As we hit mid-way in the trading week, the GBP/USD exchange rate has come into question for some investors. Recent developments between the UK and EU, as well as data releases from the United States are pointing the currency pairing towards bearish territory. Tensions between London and Brussels are leading the Brexit headlines as the UK pushes for a free trade deal agreement, but the EU remains firm on its requirements for the UK such as access for EU fishermen in UK waters. Added to this, the USD’s data releases have shown growth and the coronavirus outbreak has led to a higher demand for the safe-haven USD. However, could the UK’s positive streak of economic data help the currency stay afloat and making gains despite the pessimism?

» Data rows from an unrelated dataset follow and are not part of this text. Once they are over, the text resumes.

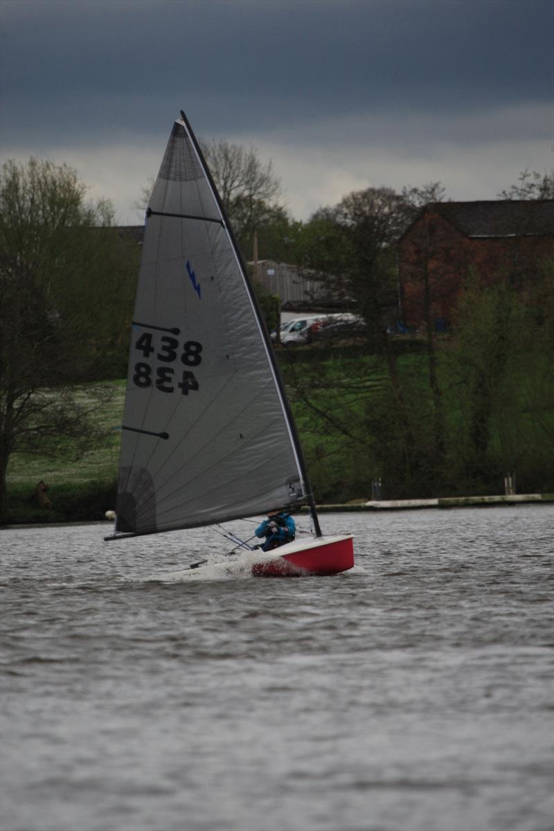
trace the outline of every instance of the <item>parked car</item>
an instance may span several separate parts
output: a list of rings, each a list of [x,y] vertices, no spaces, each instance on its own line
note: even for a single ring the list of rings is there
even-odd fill
[[[282,323],[279,335],[281,342],[283,346],[306,343],[308,327],[317,319],[317,315],[305,315],[303,317],[293,317],[292,320]],[[272,340],[277,340],[277,332],[272,332]]]
[[[353,337],[365,334],[366,324],[360,315],[332,314],[314,322],[309,329],[308,341],[331,337]]]

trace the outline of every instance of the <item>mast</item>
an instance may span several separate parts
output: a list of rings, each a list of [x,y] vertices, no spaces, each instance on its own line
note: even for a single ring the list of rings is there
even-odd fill
[[[255,314],[256,314],[256,316],[257,317],[258,324],[260,325],[260,331],[262,332],[262,337],[264,339],[264,342],[265,342],[265,344],[266,344],[266,352],[267,354],[267,358],[268,358],[268,360],[270,361],[270,364],[271,364],[271,366],[272,366],[272,370],[273,371],[273,376],[275,378],[275,381],[276,381],[276,383],[277,383],[277,389],[279,391],[279,396],[280,396],[281,400],[282,400],[282,404],[283,404],[283,407],[284,407],[284,410],[285,410],[286,417],[287,417],[287,422],[288,422],[288,426],[289,426],[289,430],[290,430],[290,433],[291,433],[291,438],[292,440],[293,447],[294,447],[294,450],[295,450],[295,452],[296,452],[296,455],[297,455],[297,458],[298,460],[298,465],[299,465],[299,467],[300,467],[300,470],[301,470],[302,478],[304,479],[304,482],[306,483],[306,489],[308,490],[307,504],[308,504],[308,507],[310,509],[310,513],[311,514],[311,519],[312,519],[312,522],[313,522],[313,524],[314,524],[314,529],[316,531],[316,537],[321,537],[321,536],[322,536],[322,534],[321,534],[321,529],[320,524],[319,524],[319,519],[318,519],[318,517],[317,517],[317,511],[316,510],[316,504],[314,502],[313,494],[311,492],[311,485],[310,484],[310,479],[309,479],[309,477],[308,477],[308,475],[307,475],[307,471],[306,471],[306,462],[304,461],[304,456],[302,455],[302,446],[301,446],[301,444],[300,444],[300,439],[299,439],[299,436],[298,436],[298,432],[297,430],[297,425],[296,425],[296,423],[294,421],[294,418],[292,416],[292,411],[291,410],[291,406],[290,406],[290,404],[288,402],[288,399],[287,397],[287,393],[285,392],[285,386],[284,386],[284,384],[282,382],[282,379],[281,377],[281,372],[279,371],[279,367],[277,366],[277,361],[275,359],[275,354],[273,352],[273,347],[272,346],[271,338],[269,337],[269,333],[267,332],[267,327],[266,326],[263,316],[262,316],[262,314],[261,312],[260,307],[259,307],[259,304],[257,302],[257,299],[256,297],[254,291],[253,291],[253,289],[252,288],[252,285],[250,283],[250,280],[248,279],[248,270],[247,270],[247,268],[246,268],[246,264],[245,264],[245,263],[244,263],[244,261],[243,259],[243,256],[242,256],[242,254],[241,254],[241,253],[240,253],[240,251],[238,249],[238,246],[237,245],[237,242],[235,240],[234,234],[233,233],[233,229],[232,229],[231,225],[229,224],[229,221],[228,221],[228,219],[227,218],[227,214],[225,213],[225,209],[223,208],[223,202],[221,201],[221,197],[219,196],[219,193],[218,192],[218,189],[215,186],[215,182],[213,181],[213,179],[212,178],[212,174],[210,172],[210,170],[208,167],[208,165],[206,163],[206,160],[204,159],[203,154],[203,152],[202,152],[202,150],[200,149],[200,145],[198,143],[198,140],[196,139],[196,136],[194,135],[193,129],[190,126],[190,124],[189,123],[189,120],[187,119],[187,116],[184,115],[184,112],[183,111],[183,110],[180,111],[180,114],[181,114],[181,118],[183,119],[183,122],[184,123],[184,125],[186,126],[187,132],[189,134],[190,140],[192,141],[193,145],[194,147],[194,150],[196,151],[196,154],[198,155],[199,160],[200,164],[202,165],[202,167],[203,167],[203,169],[204,170],[204,173],[206,174],[206,177],[208,179],[208,181],[209,182],[210,188],[212,189],[212,193],[213,194],[214,199],[215,199],[215,200],[216,200],[216,202],[218,204],[218,208],[219,209],[219,213],[221,214],[221,216],[222,216],[222,219],[223,220],[223,224],[224,224],[224,226],[225,226],[225,230],[227,231],[227,234],[228,234],[228,238],[229,238],[229,241],[231,243],[231,245],[233,246],[233,249],[234,251],[234,254],[235,254],[235,257],[237,258],[237,262],[238,263],[240,269],[241,269],[241,271],[243,273],[243,278],[244,280],[244,285],[246,286],[247,291],[248,292],[248,295],[249,295],[249,297],[250,297],[250,302],[252,303],[252,308],[254,310],[254,312],[255,312]]]

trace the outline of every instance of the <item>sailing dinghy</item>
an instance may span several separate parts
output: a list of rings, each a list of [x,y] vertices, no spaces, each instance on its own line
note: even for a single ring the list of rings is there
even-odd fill
[[[306,504],[314,536],[255,552],[252,574],[336,574],[354,565],[353,542],[321,534],[271,341],[181,111],[146,211],[115,525],[105,538]]]

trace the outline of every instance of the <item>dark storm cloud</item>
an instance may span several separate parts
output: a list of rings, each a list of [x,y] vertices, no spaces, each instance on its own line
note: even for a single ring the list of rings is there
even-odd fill
[[[180,107],[272,159],[297,219],[552,167],[552,0],[0,0],[0,27],[2,160],[66,162],[121,222]]]
[[[3,0],[2,140],[158,132],[179,106],[224,135],[551,101],[553,20],[550,0]]]

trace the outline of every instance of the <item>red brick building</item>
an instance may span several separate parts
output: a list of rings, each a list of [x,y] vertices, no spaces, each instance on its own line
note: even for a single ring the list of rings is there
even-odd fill
[[[554,259],[554,199],[436,202],[399,242],[400,319],[441,328],[470,269],[484,283],[505,275],[524,288]]]

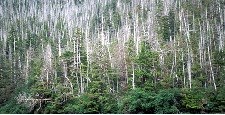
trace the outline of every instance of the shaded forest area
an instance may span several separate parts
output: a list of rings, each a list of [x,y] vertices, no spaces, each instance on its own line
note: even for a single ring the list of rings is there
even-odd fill
[[[225,0],[0,0],[0,113],[224,113]]]

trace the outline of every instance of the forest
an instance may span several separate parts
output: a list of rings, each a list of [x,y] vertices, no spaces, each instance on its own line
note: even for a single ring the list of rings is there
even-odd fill
[[[225,0],[0,0],[0,113],[225,113],[224,50]]]

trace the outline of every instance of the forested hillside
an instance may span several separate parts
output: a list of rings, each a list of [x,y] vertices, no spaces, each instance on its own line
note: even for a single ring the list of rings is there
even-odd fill
[[[0,0],[0,113],[224,113],[225,0]]]

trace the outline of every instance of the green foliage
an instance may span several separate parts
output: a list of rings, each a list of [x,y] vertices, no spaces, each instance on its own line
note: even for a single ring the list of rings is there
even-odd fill
[[[120,102],[121,113],[179,113],[180,94],[174,90],[158,93],[135,89]]]
[[[28,108],[16,102],[15,99],[10,99],[0,107],[0,114],[25,114],[28,113]]]

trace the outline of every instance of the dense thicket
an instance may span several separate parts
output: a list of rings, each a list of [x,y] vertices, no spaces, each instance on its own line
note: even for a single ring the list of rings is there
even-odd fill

Brexit Poses a Threat to the GBP as the UK and EU Battle It out in Negotiations
This week saw the opening of the UK-EU trade talks. Both parties laid out their agendas and the talks got underway. The UK highlighted that it strives to achieve a free trade agreement which would replicate that of Canada or Australia’s trade agreements. The UK’s firm stance on its demands as well as ruling out any chance of the UK abiding by EU laws has concerned investors and opened the door once more for a no-deal Brexit possibility. The thought of this no-deal has lowered the support for GBP over the course of this week. Investors in USD/GBP exchange rate will pay attention to any unfolding’s from the trade talks as a cue for a rise in the pairing should difficulties arise.
USD Looks Poised in a Strong Position After Gaining on the Back of Coronavirus Fears
As GBP wraps itself up in Brexit drama, USD is sitting pretty after a number of weeks of gains at the hands of the coronavirus outbreak. The worldwide panic surrounding the disease has led to an increased demand for USD as investors confide in the safe-haven currency until market risk appetite picks up once more. With no fresh news concerning the virus over the weekend, the market risk appetite has picked up a little but is set to remain on edge until fears surrounding the virus mute completely.
UK’s Services PMI Recorded as Highest Since September 2018
Despite the pessimism surrounding the outlook of GBP, its economic figures continue to churn out positive results. Yesterday saw the release of the UK’s construction PMI which beat expectations and this morning saw the release of the more important services PMI. The services PMI has been announced at 53.9 from 50.0 in December which beats the expectation of 52.9, marking the highest level in 16 months for the UK. Investors are concerned with the outlook of Brexit, but the economy appears to be headed in the right direction as today’s data release is one of a series of positive returns which the UK has experienced in 2020. The positive services PMI boosted GBP and saw it rise over 0.3% against the USD to 1.3064 this morning.
Looking ahead, later today will see the release of more important data releases from the US, which will have a significant impact on the GBP/USD exchange rate. The United States will also see its own services PMI later in the day as well as its composite PMI and non-manufacturing PMIs which are set to be vital for the US economic outlook. Attention will turn to these releases for any changes in the GBP/USD rate.